Já se encaminhando para o encerramento da obra, Maílson lembra de tantos que saem de suas pequenas cidades do sertão para tentar a vida nas cidades grandes, mudanças extremas que levam esses organismos vivos para longe da cidade, mas a cidade e sua vida pulsante não abandona por completo esses organismos vivos que partiram, tal qual o rio, que se desloca mas é sempre da cidade, tal qual o trem que se desloca mas sempre volta.

O poeta finaliza sua ode ao sertão e à cidade de onde veio em especial colocando-se como parte dela, como um órgão no corpo cidade, como um glóbulo que passa carregando vida pelas suas veias-ruas.

Poesia é um gênero complexo, muito mais dependente do gosto pessoal do que a prosa, muito mais fácil de ser julgada por sua qualidade ou falta de. O que me encanta, na obra, é a verdade que o trabalho de Maílson carrega. Ele não homenageia a cidade em vão, ele homenageia um amor verdadeiro, como uma poesia à sua amada, como os tradicionais poemas de amor que tanto sucesso fazem.
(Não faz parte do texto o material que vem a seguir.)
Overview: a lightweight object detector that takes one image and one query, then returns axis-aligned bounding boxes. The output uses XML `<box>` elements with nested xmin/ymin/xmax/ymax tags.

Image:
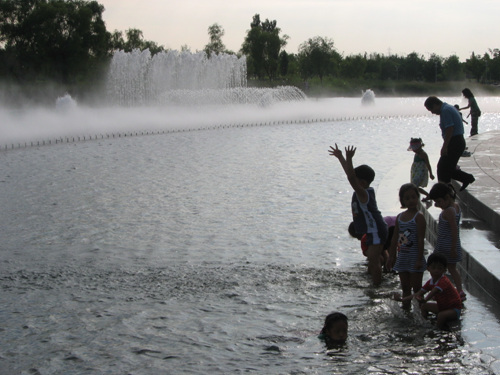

Maílson não nos transporta à Varjota pela descrição. Termino o livro sem fazer ideia de como é a cidade, de forma imagética, mas nos transporta via metáfora. Sei que tem vida de interior em Varjota, sei que no domingo tem feira e os jovens namoram na praça, sei que que a sesta é respeitada, que as ruas são pulsantes, que o rio deságua, que o trem passa, sei que pessoas saem de lá mas suas raízes ficam. Sei que, de forma metafórica, folheei a terra do sertão nordestino enquanto conhecia a cidade. Não necessariamente a cidade onde nasceu Maílson, mas a cidade onde as tradições são preservadas e as casas amanhecem todos os dias.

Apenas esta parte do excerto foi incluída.